PAX West Interview With Developer Billy Basso
I wrote most of TheGamer’s guides for Animal Well earlier this year, and despite not enjoying platformers or Metroidvanias, I was enamored. The mysteries continued to pile up, each area was creepier than the last, and I was unable to put the game down. So when Bigmode reached out with a chance to chat at PAX West with developer Billy Basso, I couldn’t resist picking the mind of the man behind the game that upturned what I thought I knew about my preferences.
With so many people – myself and our Editor-in-Chief Stacey Henley included – heralding the Ostrich boss as the moment when it clicked for us what the game was going to be, I asked Basso about the big bully of a bird. He told me that the Ostrich was one of the first bosses he came up with, and that the final level he designed was the second meeting with the Ostrich after challenging you to realize you can switch the direction of the lift in that section of the game. Basso refers to this as one of the more challenging casual puzzles, laughing, “In a way, it’s kind of like my version of the Water Temple from Zelda, you’ve got to really have the whole level in your mind.”
I told him how effective the creature had been at conveying the precise vibe of the game in a single encounter, and Basso knew he had to do something to make it clear the game isn’t just another pixel platformer. “Animal Well is the kind of game that doesn’t really communicate very well why it’s special,” he says. “It’s a game about secrets and holding back information, and I think that’s what makes it interesting to play, but it’s hard to market a game like that – I can’t just show the best parts.”
Despite the game having launched more than four months ago, it still consumed about half of Bigmode’s booth on the show floor at PAX West. It had even more real estate during PAX East in March, where so many fans got to go hands-on with the demo for the first time. Bigmode is a publisher created by YouTuber Dunkey, and fans were surprised to see such a dark game coming from a studio formed by someone known for his comedy.
Basso’s business partner, Dan Adelman, committed to taking the game to industry events to try to get the project off the ground, and Bigmode got involved at Summer Games Fest 2022. At that point, Basso had worked on it part-time for four years but knew that Bigmode expressing an interest was a huge opportunity, despite initial trepidation.
“Early on, I was a little concerned about maintaining creative control, but they ended up being very friendly and respectful of the game,” he tells me.
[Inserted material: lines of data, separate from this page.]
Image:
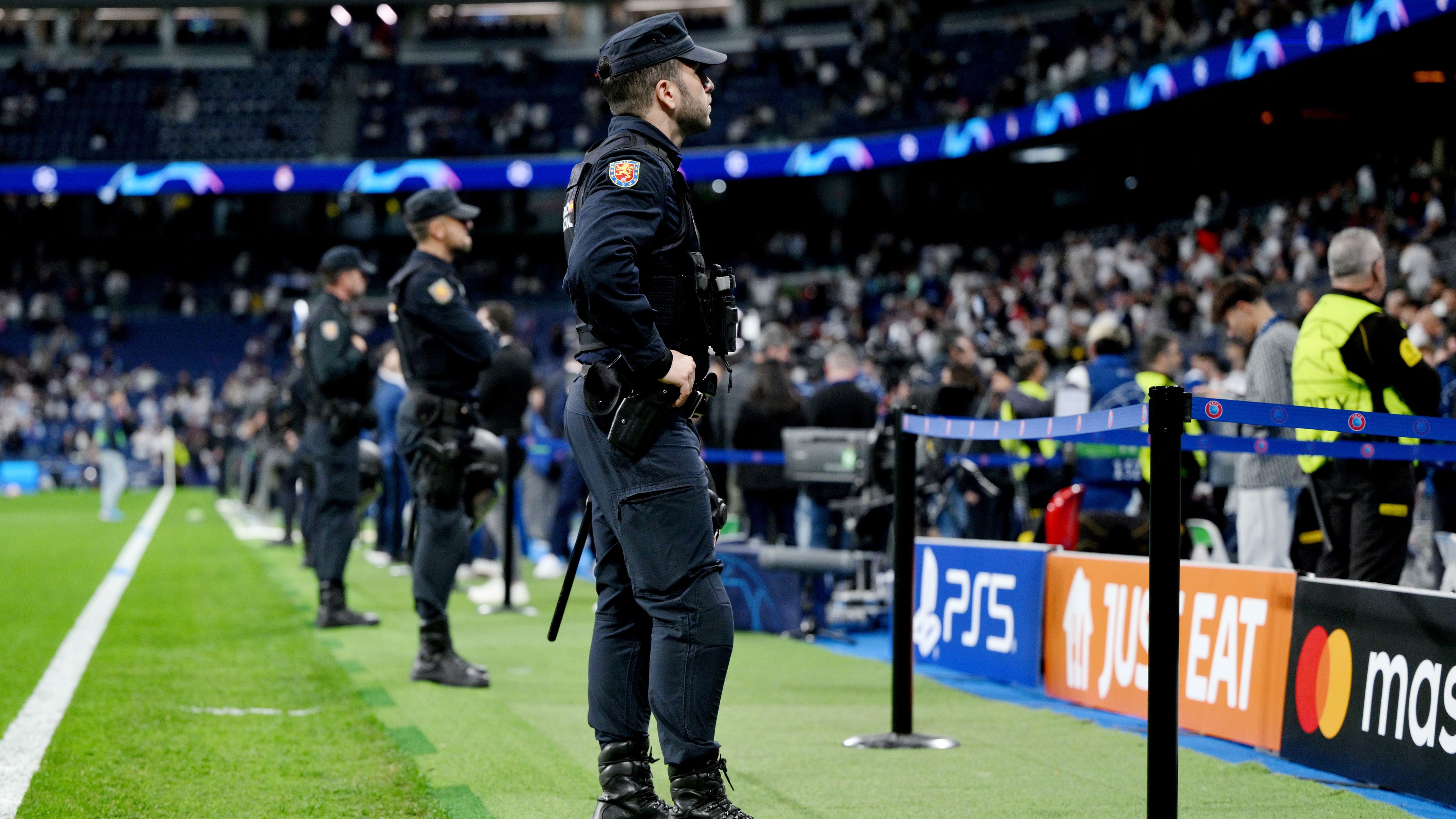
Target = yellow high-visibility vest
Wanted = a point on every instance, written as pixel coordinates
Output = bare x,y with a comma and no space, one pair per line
1021,448
1320,373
He’d send Bigmode builds of the game in search of feedback, and says feedback came without the expectation that he would implement it precisely. “They’d give me a lot of really useful information, but I could still decide what I want to do with it.”
Basso isn’t oblivious to the support bolstered by publishing with Bigmode, citing Dunkey’s online community as pivotal to the game becoming what it has. Steam wishlists skyrocketed after Bigmode announced its involvement. “Dunkey’s fanbase really, really respects him,” Basso says, and tells me that “having the Dunkey stamp of approval” helped market a game that was difficult to market on concept alone without giving away too much. He noticed the common refrain in the comments was, “You’re saying this is really good, and maybe I don’t know why immediately, but I’ll check it out.”
With so many eyes on the game following Dunkey’s involvement, Basso had the freedom to do things like the rabbit mural, a puzzle that gives each player one piece from a 50-piece puzzle and tasks them with figuring out how to solve it. It’s possible to solve on your own, Basso confirms, telling me how Adelman had gotten good at speed-running the section leading to the reveal of the piece and managed to put it together across roughly 250 playthroughs, but it’s meant to be solved collectively.
“People are really impressive,” Basso says. “I want to take any opportunity I can get to thank the fans and community for always going above and beyond my expectations for how much people can care about this thing I made. I’m going to be thanking them for the rest of my life. Things will never be the same, now that I’ve finished this game.”
Now that Animal Well has been out for a few months and the biggest (Easter) eggs have been found, Basso is “in the very early stages of setting up a new project.” As he wraps up his post-launch responsibilities with the game, he’s eager to take what he learned from every aspect of making and marketing Animal Well and applying it to something new.